The Botswana Stock Exchange Deputy Chief Executive Officer, Thapelo Tsheole, says that the retail participation of citizens on the local bourse was at 8.7 percent of total value of trading while that of foreigners is only 2.2 percent of total trading in 2013. Of the total 10.9 percent of total retail trading on the BSE, 80 percent is that of citizens.
Tsheole attributes this level of participation to the development of investor-friendly products as well as an education campaign that has reached the farthest corners of the country.
Citing an example of the former, Tsheole says that while in the past one had to buy 100 shares/ETF units (which was unaffordable for some), nowadays that number has been reduced to just one unit.
The education campaign has also sought to align the workings of the BSE with cultural life of the Batswana, in particular saving and cattle rearing.

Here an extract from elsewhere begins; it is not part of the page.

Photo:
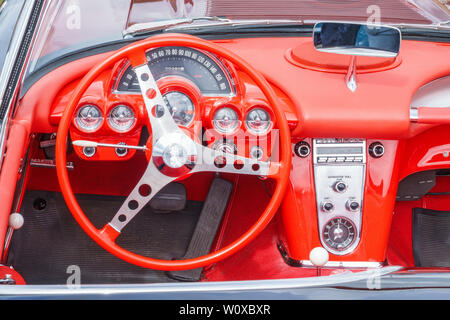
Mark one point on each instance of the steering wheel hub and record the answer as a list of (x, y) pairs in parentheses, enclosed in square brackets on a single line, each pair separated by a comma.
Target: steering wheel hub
[(174, 154)]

It has also helped, Tsheole adds, that some of the educational material that the stock exchange has developed, have been translated into Setswana.
As an indication that the Botswana bourse continues to grow by leaps and bounds, Tsheole says that in 2008, retail participation as a percentage of total BSE activity stood at 3 percent and shot up to 8.7 percent in 2012/13 and fluctuating between 8percent to 15 percent in the past two years.
“This is not bad compared to major African stock exchanges like Nigeria’s and the JSE,” he says, referring, by the latter, to South Africa’s Johannesburg Stock Exchange. According to Tsheole, retail participation on the JSE is 10 percent while Nigeria’s is 5 percent.
“We are not doing badly when you compare today’s figures to those of 2008. In terms of the value and volume of trade we are doing quite well,” he says.